Depositions originally were scheduled to take place June 29.
In her original complaint, Wilson said Brison sent her a series of “unwelcome, inappropriate and sexually oriented text messages.”
In those messages, according to the complaint, Brison requested to “come over and cuddle with” Wilson, referred to “stalking” her,” told her she was “sexy” and that she made it “hard for him to act appropriately in the office.” He also allegedly wrote that he would kiss her the next time she came into his office, that was “obsessed” with her, that he would “love to curl your toes” and that “we can come back into the office after hours. He also made reference to raising her children if something happened to her spouse.
Also, Wilson claimed Brison posted messages on Facebook intended to threaten her. He later claimed his Facebook account was hacked, then later said he posted the messages but didn’t intend them to be directed specifically at Wilson.
“Brison told the plaintiff repeatedly her employment status was in danger of being terminated by defendant Anspach Law in an attempt to gain sexual favors,” the complaint stated.
She said Brison also kissed her hand, rubbed his fingers through her hair and rubbed her shoulders. She said he also said he told her they needed to meet outside the office for work business, constantly asked her to go get drinks with him and told her she was going to be fired.
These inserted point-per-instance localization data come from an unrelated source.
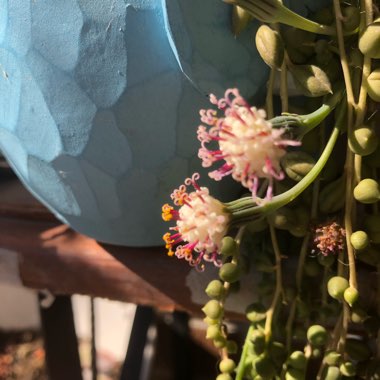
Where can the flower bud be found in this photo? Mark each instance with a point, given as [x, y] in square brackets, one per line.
[229, 272]
[297, 43]
[227, 365]
[229, 246]
[373, 85]
[224, 376]
[332, 196]
[311, 80]
[297, 359]
[332, 358]
[256, 312]
[367, 191]
[270, 46]
[332, 373]
[359, 240]
[213, 332]
[351, 17]
[240, 20]
[369, 41]
[317, 335]
[324, 16]
[297, 164]
[264, 367]
[363, 141]
[351, 295]
[294, 374]
[213, 309]
[347, 369]
[336, 287]
[215, 289]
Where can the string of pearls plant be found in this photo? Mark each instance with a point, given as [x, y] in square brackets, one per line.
[310, 227]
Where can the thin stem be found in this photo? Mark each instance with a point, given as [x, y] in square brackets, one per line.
[279, 290]
[366, 18]
[299, 275]
[357, 168]
[284, 87]
[240, 370]
[246, 207]
[344, 328]
[349, 155]
[269, 97]
[342, 54]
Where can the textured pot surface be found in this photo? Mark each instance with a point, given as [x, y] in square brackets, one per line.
[100, 101]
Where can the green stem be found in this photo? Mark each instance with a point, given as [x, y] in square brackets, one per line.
[279, 290]
[246, 207]
[288, 17]
[240, 370]
[306, 123]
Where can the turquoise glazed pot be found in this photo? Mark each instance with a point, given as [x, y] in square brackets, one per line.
[99, 104]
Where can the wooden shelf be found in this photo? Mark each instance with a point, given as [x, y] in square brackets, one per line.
[54, 257]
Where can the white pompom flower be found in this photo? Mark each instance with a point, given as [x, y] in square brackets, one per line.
[201, 223]
[245, 140]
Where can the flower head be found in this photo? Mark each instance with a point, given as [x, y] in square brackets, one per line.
[201, 223]
[250, 148]
[329, 238]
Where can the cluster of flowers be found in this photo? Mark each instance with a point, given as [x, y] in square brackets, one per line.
[251, 150]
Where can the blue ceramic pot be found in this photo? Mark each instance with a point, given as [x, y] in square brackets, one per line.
[99, 104]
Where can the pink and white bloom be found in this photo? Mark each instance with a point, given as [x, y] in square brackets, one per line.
[201, 224]
[250, 148]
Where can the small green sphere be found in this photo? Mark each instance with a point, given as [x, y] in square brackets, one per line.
[363, 141]
[336, 287]
[213, 332]
[215, 289]
[367, 191]
[232, 347]
[347, 369]
[264, 366]
[229, 272]
[256, 312]
[332, 373]
[359, 240]
[332, 358]
[213, 309]
[294, 374]
[229, 246]
[317, 335]
[351, 295]
[220, 342]
[297, 359]
[358, 315]
[373, 85]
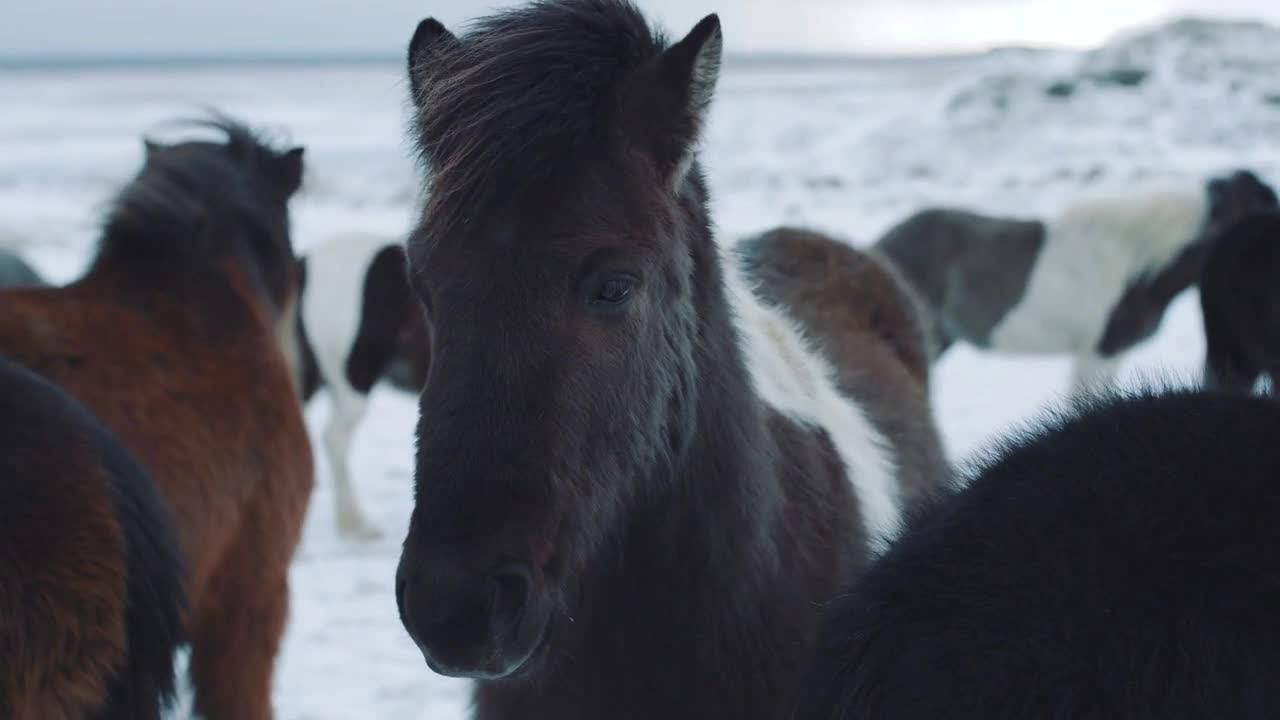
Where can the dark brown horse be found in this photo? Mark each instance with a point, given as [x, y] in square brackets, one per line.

She said he also accessed her cell phone without her permission.
Wilson said she reported Brison’s behavior to Anspach Law’s chief operating officer, who told her Brison “was not dangerous.” The firm told Wilson not to come to work – without pay – while it investigated her claims. That later was changed to time off with pay, she states.
“During alleged ‘investigation,’ defendant Anspach Law’s chief operating office told witnesses they would be disciplined if the sexual harassment alleged by plaintiff had occurred and the employee witnesses did not report it prior,” Wilson’s complaint stated. “Defendant Anspach Law insisted its employee witnesses should not discuss this with anyone, and that plaintiff seemed to be ‘lying,’ all in an attempt to cover-up the sexual harassment rather than actually take affirmative action to punish the sexual harassment.”
She said the firm knew other female secretaries refused to work for Brison.
Still, Wilson claimed she was wrongfully terminated, a violation of the West Virginia Human Rights Act. She said she also was a victim of unlawful retaliation and gender discrimination.
She said the firm tried to get her to sign a “Confidential Separation Agreement and General Release” for a payment of $3,466.67, but she refused. She said she also won an unemployment insurance claim with Workforce West Virginia against the firm, saying she was not guilty of any actions causing her to be terminated.
She claimed she has suffered emotional distress, embarrassment, humiliation and other damages. She sought compensation for those damages as well as back pay, front pay, loss of benefits, damage to her reputation, annoyance, inconvenience, court costs and attorneys fees. She also sought punitive damages because of the malicious and intention conduct of the defendants.
Wilson also sought to have the court order the defendants to not influence and/or intimidate witnesses in the case.
She was represented by Charleston attorney John Einreinhofer and Bernie Layne III of Mani, Ellis & Layne PLLC.